Maar betekent dit dan dat Amerika zich in een depressie bevindt? “Nee”, zegt Knaap resoluut. “In een depressie staat de economie stil, is de werkloosheid hoog en is er veel armoede. Dat is dus niet zo. Pakweg een op de vier Amerikanen was in de jaren dertig werkloos, nu is dat vier op de honderd. En ja, de prijzen zijn gestegen, maar de inkomens ook.” Hij wijst daarbij ook op de armoedecijfers. “38 miljoen Amerikanen vallen onder de armoedegrens. Dat is veel, maar in verhouding de helft minder dan in de jaren vijftig, toen deze metingen begonnen.”
Overschatting
Maar waarom maken de Amerikanen zich dan zorgen? Knaap denkt aan overschatting. “Mensen overschatten hoe slecht het nu gaat. Ze kijken naar films en series uit vroegere jaren, en zien gelukkige gezinnen die in grote huizen wonen en in prachtige Chevrolets rijden. Maar dat is slechts de halve waarheid. De armoede op het platteland is niet of nauwelijks zichtbaar in die films en series, terwijl die armoede er natuurlijk wel was.”

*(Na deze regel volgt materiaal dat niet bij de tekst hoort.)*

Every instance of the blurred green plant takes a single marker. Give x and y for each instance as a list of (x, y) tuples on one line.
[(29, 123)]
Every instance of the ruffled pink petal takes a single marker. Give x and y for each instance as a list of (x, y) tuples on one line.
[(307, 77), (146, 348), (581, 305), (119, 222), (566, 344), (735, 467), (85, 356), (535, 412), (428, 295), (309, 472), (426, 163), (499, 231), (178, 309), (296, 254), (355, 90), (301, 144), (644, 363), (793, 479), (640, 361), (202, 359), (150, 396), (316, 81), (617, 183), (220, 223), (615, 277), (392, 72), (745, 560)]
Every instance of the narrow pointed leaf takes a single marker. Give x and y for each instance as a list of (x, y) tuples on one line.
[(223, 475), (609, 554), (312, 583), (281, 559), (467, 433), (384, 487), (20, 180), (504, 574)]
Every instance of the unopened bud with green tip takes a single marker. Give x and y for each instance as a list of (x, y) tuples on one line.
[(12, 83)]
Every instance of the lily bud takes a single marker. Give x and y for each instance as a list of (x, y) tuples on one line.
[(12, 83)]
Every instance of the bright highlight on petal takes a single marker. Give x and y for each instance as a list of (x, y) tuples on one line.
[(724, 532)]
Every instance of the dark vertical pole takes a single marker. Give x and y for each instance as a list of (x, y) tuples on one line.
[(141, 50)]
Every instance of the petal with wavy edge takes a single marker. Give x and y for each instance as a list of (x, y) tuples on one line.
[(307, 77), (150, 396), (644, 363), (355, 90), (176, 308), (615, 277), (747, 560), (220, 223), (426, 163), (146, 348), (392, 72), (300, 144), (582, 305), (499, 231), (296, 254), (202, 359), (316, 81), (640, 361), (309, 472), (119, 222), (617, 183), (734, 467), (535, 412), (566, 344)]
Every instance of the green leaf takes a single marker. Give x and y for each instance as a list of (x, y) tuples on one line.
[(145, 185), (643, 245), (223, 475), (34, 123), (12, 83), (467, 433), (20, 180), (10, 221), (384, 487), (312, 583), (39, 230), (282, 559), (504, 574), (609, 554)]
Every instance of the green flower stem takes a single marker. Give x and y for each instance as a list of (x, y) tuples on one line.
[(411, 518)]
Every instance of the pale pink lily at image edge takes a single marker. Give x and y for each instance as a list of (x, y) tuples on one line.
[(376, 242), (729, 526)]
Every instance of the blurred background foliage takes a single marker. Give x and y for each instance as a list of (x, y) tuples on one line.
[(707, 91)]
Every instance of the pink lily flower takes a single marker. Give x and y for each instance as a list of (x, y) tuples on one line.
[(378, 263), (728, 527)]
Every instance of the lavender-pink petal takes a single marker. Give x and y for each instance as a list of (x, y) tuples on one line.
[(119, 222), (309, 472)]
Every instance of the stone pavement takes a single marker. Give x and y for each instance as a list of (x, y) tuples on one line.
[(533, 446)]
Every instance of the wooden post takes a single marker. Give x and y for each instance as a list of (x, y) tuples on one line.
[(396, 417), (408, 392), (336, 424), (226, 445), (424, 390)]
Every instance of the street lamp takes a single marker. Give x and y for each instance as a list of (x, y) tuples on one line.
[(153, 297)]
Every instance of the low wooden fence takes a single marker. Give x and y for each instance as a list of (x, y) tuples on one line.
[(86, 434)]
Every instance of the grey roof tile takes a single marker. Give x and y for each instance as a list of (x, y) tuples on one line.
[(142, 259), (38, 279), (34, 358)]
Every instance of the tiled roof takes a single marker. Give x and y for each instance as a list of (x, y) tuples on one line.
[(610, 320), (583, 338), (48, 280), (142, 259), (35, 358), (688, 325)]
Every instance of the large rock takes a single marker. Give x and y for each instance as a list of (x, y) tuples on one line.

Een andere mogelijkheid is volgens Knaap dat de cijfers van nu een te rooskleurig beeld geven. “Maar dat geloof ik niet. Er werd en wordt goed gemeten.” De inflatie dan? “Dat zou wel een reden kunnen zijn voor de mineurstemming. Immers, inflatie zijn we in de Westerse wereld niet echt meer gewend. En dan vooral de stijgende huizenprijzen, dat maakt jongeren onzeker en zorgt dat ze zich slecht voelen.”